As the Wrigley renovation talks have dragged on, Mayor Rahm Emanuel has kept his comments extremely innocuous, if not overtly political-speak. There’s a deal to be had. Taxpayers. Compromise. Hanging chads.
Yesterday, however, the Mayor opened up a fair bit, and sounded exceedingly positive about a forthcoming resolution, per the Sun-Times. He described the talks as in the “bottom of the 9th” inning, which should strike you as a very good thing once you get past the immediate Cubs bullpen/Carlos Marmol jokes rolling around your head.
“We’re closer than ever before,” the Mayor said, per the Sun-Times. “I want to thank Mr. [Tom] Ricketts for his commitment to staying in Chicago …. The broad outlines of a framework are there. We’re just working on the details. We’re making very good progress. I want the conversations to just finish now so we can take it to the second stage, which is a submission to the planning development process.”
It sounds like, although this week’s “deadline” for a deal came and went, my sense of things has been correct: the broad parameters of a deal have been in place for some time, and the Cubs are committed to staying in Chicago. The particulars require finessing because of the many, many interested parties, and the process itself has a variety of procedural requirements that simply take time. But it seems like everyone believes we’ll get there.

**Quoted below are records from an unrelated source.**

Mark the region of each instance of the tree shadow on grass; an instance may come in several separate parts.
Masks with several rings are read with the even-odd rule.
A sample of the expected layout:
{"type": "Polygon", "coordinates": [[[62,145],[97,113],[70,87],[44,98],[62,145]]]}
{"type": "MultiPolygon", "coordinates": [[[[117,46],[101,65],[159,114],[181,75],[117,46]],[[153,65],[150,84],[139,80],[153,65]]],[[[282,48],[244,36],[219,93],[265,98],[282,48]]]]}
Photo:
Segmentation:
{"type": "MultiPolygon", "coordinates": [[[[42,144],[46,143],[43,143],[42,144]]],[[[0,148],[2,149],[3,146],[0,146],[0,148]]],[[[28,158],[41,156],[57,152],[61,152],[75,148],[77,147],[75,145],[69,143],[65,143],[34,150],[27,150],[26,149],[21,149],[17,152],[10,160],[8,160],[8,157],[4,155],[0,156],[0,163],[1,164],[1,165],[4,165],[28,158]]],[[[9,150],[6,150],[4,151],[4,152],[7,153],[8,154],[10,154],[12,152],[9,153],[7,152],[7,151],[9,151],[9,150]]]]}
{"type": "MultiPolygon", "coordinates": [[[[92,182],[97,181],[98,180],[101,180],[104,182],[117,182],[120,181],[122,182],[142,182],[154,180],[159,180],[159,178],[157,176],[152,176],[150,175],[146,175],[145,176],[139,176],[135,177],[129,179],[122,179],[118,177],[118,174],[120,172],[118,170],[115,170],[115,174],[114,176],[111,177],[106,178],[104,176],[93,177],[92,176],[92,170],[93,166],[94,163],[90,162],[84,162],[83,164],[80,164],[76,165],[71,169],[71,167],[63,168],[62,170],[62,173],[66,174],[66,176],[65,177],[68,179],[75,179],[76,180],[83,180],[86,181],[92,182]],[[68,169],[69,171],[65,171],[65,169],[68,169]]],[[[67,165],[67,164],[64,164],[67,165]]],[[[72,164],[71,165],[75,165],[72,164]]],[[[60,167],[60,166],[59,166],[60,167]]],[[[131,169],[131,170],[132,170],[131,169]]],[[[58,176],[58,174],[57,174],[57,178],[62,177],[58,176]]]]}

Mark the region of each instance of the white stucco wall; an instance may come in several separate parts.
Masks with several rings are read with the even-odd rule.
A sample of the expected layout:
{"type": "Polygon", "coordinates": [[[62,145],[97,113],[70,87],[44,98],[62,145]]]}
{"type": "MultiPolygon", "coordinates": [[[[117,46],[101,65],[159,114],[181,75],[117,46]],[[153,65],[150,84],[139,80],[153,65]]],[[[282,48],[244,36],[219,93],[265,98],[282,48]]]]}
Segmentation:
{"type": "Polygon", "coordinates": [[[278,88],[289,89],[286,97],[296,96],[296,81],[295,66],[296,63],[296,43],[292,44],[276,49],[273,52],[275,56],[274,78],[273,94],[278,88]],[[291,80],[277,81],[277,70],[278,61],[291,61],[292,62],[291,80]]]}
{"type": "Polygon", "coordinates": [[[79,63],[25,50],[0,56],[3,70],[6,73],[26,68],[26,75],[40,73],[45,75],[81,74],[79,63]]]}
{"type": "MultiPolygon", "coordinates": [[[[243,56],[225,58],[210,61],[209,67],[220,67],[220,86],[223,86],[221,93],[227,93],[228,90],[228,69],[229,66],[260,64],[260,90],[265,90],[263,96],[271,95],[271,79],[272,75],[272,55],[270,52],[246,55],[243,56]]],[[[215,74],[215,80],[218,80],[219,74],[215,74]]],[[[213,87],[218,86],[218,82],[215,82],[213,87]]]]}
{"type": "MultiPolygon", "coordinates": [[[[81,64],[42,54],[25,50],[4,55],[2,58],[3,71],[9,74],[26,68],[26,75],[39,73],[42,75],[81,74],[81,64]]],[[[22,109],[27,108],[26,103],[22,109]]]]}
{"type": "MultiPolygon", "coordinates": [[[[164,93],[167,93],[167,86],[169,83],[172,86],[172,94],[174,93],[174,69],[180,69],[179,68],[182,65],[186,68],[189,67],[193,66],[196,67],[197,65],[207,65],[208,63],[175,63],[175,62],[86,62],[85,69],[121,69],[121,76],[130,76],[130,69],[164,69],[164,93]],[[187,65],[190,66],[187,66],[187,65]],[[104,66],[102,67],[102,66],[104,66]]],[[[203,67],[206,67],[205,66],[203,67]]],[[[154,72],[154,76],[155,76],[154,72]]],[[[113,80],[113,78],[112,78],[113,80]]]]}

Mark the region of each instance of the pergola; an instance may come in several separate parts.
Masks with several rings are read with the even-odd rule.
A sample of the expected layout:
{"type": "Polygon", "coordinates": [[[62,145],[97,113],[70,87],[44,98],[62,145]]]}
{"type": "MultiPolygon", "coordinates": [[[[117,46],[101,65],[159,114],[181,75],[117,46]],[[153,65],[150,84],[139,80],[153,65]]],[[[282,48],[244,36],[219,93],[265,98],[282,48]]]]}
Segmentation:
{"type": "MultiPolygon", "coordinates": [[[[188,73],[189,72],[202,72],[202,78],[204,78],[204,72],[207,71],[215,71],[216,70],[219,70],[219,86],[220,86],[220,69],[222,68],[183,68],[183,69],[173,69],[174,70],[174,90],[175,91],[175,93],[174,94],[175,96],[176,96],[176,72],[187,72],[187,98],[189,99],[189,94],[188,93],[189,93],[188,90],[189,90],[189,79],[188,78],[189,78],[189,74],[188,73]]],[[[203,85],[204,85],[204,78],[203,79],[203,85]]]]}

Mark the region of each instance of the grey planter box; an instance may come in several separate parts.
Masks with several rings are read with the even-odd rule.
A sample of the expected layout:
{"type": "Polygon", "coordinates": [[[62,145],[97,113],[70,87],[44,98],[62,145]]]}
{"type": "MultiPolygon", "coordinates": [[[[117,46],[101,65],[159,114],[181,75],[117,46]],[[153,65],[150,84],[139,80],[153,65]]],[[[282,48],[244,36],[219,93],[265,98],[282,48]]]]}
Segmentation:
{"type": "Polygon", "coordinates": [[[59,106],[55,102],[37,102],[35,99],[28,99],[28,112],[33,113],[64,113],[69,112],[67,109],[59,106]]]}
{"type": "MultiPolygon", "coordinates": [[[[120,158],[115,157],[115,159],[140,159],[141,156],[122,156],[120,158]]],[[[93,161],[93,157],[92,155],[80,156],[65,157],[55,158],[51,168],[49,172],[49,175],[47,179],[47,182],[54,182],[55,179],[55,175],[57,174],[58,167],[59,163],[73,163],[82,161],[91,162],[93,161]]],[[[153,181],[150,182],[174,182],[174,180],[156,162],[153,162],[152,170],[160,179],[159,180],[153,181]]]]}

And when the deal arrives, it sounds like it will involve bumping each of the left and right field walls out as much as 10 feet* to simultaneously accommodate rooftop views, and to add concessions space for the Cubs under the bleachers. The Sun-Times report has the full details, including some anonymous quotes, but the short version is each of the Cubs and the City have a different view of why the wall expansion is coming. The Cubs say it’s because they want to be able to have the JumboTron in left and the ad sign in right closer to the rooftop buildings, which will help reduce the negative impact on their views into Wrigley (the closer the signs are to the action, the more they cut down on the angles the affected rooftops have for seeing into Wrigley). The City says it’s because the Cubs want more space inside Wrigley.
Whatever the case, it sounds like a win/win for the Cubs and the rooftops, so it’s very likely to be part of the renovation plan. It doesn’t sound like, at this point, bumping the walls out will have any impact on seating (the bleachers already overhang the sidewalks, and the wall bump-out would just reduce or eliminate that overhang).
*No one seems to be talking about this aspect, but, if the walls are bumped out that dramatically, the sidewalks on the Waveland and Sheffield sides of the park will essentially be gone (if not also some parking or even a lane of traffic). If that happens, doesn’t it seem like the street fairs idea – i.e., where the Cubs would be able to use a closed-down Sheffield (and now maybe also a portion of Waveland) to sell food/goods/whatever and generally create a party atmosphere for games – is more likely to happen? Sheffield is already closed during games anyway, and, without a sidewalk there, everyone is going to be in the streets anyway. The concessions aspect of the street fairs – and the attendant impact on local businesses – has been the stickiest issue, but with a physical change to the area that makes it look even more street fair-y, I have to wonder if it’s coming.